Epidemiological questionnaire
Patients were questioned for demographic information, health condition, potable water consumption habits and other potentially significant exposures (hot tubs, spa pools, travel) that may have occurred within 2 weeks prior to onset of their LD. Recent diagnosis of pneumonia or recent symptoms compatible with lower respiratory tract infection among co-inhabitants of their home were also sought.
Residential potable water sampling
Water samples were collected in the homes of participating patients from four different sites: hot-water tank, kitchen taps, shower head and bath taps. Water temperature was measured at all sites. For the three latter sites, two series of 500 ml of water were collected. A first 500 ml was collected immediately at opening; a second 500 ml was collected once the water, which was left running, reached a measured maximal temperature. From the tank heaters, only the first 500 ml of water were collected from the drainage valve. There were a total of seven samples per home. Residents were told not to use hot water for at least 8 h prior to sampling. Water samples were transported to the HMR microbiology laboratory and stored at 4°C for a maximum of 24 h prior to culture.

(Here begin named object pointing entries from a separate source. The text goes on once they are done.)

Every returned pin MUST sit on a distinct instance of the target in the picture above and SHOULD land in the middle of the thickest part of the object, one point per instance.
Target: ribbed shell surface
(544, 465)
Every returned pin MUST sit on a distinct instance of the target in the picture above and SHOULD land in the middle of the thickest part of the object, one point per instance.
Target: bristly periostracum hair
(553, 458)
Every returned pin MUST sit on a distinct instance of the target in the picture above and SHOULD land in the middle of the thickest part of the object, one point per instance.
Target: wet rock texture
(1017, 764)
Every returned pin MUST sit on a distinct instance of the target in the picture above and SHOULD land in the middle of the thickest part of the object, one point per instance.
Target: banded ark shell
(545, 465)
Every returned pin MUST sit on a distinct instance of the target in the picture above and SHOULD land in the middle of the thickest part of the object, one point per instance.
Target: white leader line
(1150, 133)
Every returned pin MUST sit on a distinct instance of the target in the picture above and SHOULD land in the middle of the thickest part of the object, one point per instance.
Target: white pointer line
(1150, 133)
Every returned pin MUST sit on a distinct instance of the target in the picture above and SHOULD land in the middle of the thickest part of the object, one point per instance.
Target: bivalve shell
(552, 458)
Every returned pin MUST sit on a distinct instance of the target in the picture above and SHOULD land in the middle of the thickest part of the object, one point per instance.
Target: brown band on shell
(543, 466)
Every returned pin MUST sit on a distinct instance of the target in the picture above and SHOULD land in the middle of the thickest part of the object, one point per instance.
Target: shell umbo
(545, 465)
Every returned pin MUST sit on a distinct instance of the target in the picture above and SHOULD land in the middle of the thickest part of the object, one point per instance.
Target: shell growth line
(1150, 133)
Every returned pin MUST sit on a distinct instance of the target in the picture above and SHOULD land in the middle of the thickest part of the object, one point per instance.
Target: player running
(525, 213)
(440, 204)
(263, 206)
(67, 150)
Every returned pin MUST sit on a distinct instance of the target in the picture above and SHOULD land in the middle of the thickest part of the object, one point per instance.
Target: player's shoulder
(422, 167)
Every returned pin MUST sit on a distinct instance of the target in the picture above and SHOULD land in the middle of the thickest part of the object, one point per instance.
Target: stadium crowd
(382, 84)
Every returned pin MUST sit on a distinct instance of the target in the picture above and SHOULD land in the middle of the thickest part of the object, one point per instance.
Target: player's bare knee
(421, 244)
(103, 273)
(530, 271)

Processing and culture of water samples
All water samples were processed at the HMR microbiology laboratory. They were concentrated using high-speed centrifugation (13 000 g, 15 min). The supernatant was aspirated and discarded in order to leave 10 ml of concentrated water, which was re-homogenized by shaking. A tenfold dilution was prepared from this pellet. Then, 0·1 ml of each of the diluted and undiluted solutions was inoculated on buffered charcoal yeast extract (BCYE) medium (Quelab, Canada) and on buffered cefamandole, polymyxin, anisomycin (BMPA) selective medium (Oxoid, Canada). No decontamination treatment was performed. There were a total of four plates per sample (28 plates per home). Plates were incubated at 37°C in a 5% CO2 incubator with humidified atmosphere and were examined on days 3, 5 and 7.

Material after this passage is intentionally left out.